So two weeks ago, a few of my friends and I attended a concert in town. While there, two of my friends, Stefanie Neuhaus and Lindsay Bowman and I were talking and enjoying the concert when an unknown college student, a male, approached us.
Yeah, this is going to be good.
The college student, who unfortunately still remains nameless, began small talk. He asked us where we were from (Texas, New Mexico, and Colorado), and where we were attending college (Texas Tech and University of Arkansas). Then, it got interesting.
Male: "So what's yall's major, are yall in a sorority?"
Stefanie: "No, we are agriculture majors, we were on the livestock judging teams."
Male: "WHOA, so yall are like.....farmers..?!?"
Emily: "Yes, we grew up on farms."
Male: "So yall could like drive a tractor, or work with a cow?! No you girls are lying?! No way!"
(we were figuring out he much not have had much agriculture experience)
Lindsay: "Yes, that's correct, we work with animals."
(the male is seeming very very shocked at this point)
Male: "Wow, never would've guessed that. But that's cool, I respect your decision to be poor for the rest of your life."
At this point, a few of our male friends noticed the "absolute shock look" on our face and came over to see what the problem was. Our unknown friend then wandered away.
Note: he actually came back to inform us he "could've came across the wrong way", but the conversation was very short.
Either way, the three of us girls got to thinking about the common misperceptions of agriculturalists. I've wrote about this in some of my blogs before, but some people I believe still view farmers as a "different species". Here's a few pictures of Stefanie, Lindsay and I proving we can be more than just farmers.
Stefanie and I interned on Capitol Hill, in an office, working on legislation all last summer.
Then came home to tend cows and fulfill roles as care-taker, nutritionist, and the occasional veterinarian.

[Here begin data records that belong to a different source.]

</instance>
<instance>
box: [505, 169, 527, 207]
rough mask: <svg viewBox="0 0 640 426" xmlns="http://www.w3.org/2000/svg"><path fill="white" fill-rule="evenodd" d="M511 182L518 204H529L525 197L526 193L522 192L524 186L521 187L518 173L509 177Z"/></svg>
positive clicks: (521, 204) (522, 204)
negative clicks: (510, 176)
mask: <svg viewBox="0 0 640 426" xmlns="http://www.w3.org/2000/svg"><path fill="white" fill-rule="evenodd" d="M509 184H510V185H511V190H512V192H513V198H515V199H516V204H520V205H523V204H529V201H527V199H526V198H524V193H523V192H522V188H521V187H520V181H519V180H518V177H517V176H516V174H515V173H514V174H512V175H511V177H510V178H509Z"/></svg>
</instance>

Farmers and ranchers feel the importance to stay at home and tend to animals and crops. But, we also travel the nation. Here's Stefanie and I on the boardwalk in Ocean City, Maryland.
But, when it comes to taking care of our animals, we'll do anything. Last winter, Stefanie bundled up in the snow to make sure her lamb crop was safe from the frigid temperatures.
in cold weather,
and even in hot weather when work just has to be done.
As far as the "I respect your decision to be poor", well all we have to say about that is life on a farm is rich.... in memories and passion. In the end, we're just ordinary people....
....with an extraordinary passion for livestock.